We live in an aging society where about 83 percent of the population will reach the age of 65. This not only means that we’re living longer, but that we’re all frantically searching for the Fountain of Youth.
We all want to know what will make us look younger for the longest amount of time possible.
According to science, exercise can be the answer to the question we seek. Regular physical activity is essential to your overall well-being, especially as you age. Making that all-important choice to improve your physical activity will be the best thing you can do for yourself at this stage in your life.
It will help you age younger and happier.
Here are six top reasons why you should get and stay in shape as you age.
Benefits of Staying Active As You Age
Studies have shown that at least three hours of exercise a week can drastically decrease the aging process and lead to the following benefits:
- Younger looking skin and reversal of the skin aging process
- Stronger bones and joints
- Strengthens the immune system to fight against illnesses and chronic diseases
- Improves balance and flexibility
- Provides a good night’s sleep which ultimately leads to less wrinkles
All these benefits help us to look and feel younger. Keep reading below to learn more!
Physical Health Benefits
It is common to accept physical decline as a normal part of aging. The fact is that if you are not involved in some form of physical activity on a daily basis, you will gradually lose your natural abilities, your health, and you will soon begin to look and feel old.

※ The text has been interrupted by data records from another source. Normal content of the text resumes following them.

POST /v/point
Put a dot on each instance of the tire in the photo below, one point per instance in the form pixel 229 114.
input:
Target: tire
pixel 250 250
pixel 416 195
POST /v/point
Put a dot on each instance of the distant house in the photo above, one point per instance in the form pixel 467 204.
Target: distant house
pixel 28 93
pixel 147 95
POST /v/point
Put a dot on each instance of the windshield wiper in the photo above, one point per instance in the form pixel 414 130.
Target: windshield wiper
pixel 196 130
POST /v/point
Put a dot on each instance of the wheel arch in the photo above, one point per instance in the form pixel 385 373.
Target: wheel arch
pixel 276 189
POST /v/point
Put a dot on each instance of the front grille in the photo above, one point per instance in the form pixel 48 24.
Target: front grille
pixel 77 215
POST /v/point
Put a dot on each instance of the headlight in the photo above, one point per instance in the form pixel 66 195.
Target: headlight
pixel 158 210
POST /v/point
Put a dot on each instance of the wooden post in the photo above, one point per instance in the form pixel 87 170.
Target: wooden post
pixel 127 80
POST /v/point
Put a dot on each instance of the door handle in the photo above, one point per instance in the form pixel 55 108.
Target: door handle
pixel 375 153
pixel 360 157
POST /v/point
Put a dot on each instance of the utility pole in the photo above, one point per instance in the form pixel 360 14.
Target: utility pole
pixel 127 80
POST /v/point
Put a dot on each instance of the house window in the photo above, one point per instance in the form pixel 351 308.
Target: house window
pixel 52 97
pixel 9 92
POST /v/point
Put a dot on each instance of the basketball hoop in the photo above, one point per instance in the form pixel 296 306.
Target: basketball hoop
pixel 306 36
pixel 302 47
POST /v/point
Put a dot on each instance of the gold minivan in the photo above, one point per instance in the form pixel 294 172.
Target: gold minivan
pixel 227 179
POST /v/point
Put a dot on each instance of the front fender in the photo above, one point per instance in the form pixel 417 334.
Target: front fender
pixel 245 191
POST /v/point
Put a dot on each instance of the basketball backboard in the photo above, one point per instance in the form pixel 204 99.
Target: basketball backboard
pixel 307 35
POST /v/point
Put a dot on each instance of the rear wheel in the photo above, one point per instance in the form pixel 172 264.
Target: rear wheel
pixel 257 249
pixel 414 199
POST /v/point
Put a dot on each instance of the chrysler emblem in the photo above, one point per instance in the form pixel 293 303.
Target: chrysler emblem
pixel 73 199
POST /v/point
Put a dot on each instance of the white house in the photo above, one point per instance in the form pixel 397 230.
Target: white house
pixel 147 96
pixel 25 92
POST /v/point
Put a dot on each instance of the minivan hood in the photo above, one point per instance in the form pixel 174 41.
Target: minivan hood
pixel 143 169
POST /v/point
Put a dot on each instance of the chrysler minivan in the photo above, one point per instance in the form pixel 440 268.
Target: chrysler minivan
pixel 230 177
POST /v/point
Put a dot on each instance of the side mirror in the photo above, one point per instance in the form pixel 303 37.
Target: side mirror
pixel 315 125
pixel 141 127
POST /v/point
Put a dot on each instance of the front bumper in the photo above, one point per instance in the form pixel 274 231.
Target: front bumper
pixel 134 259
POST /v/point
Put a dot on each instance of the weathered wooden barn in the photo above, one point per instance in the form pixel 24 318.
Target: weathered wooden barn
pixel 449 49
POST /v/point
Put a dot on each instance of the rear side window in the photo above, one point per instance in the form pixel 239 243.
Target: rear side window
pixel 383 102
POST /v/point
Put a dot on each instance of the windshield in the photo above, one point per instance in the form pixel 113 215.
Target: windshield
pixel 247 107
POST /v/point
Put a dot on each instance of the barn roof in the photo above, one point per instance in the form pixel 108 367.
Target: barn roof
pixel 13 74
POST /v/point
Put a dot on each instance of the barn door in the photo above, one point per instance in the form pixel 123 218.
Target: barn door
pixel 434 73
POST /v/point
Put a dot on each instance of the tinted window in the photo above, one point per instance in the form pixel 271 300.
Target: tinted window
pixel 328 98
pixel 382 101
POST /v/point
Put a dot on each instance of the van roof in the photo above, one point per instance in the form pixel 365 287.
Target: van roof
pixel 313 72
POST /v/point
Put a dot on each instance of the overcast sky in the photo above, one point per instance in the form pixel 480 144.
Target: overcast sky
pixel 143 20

Exercise is one of the most effective ways to slow down physical aging.
It will help you maintain your independence as you age and increase your ability to live a life free of chronic disease, pain, and disability.
A well-rounded exercise regime will include strength training, cardiovascular exercise, balance exercises, and flexibility training.
The Canadian and American Physical Activity Guidelines state that we should accumulate 150 minutes of moderate to vigorous exercise every week. This amounts to about 21 minutes a day.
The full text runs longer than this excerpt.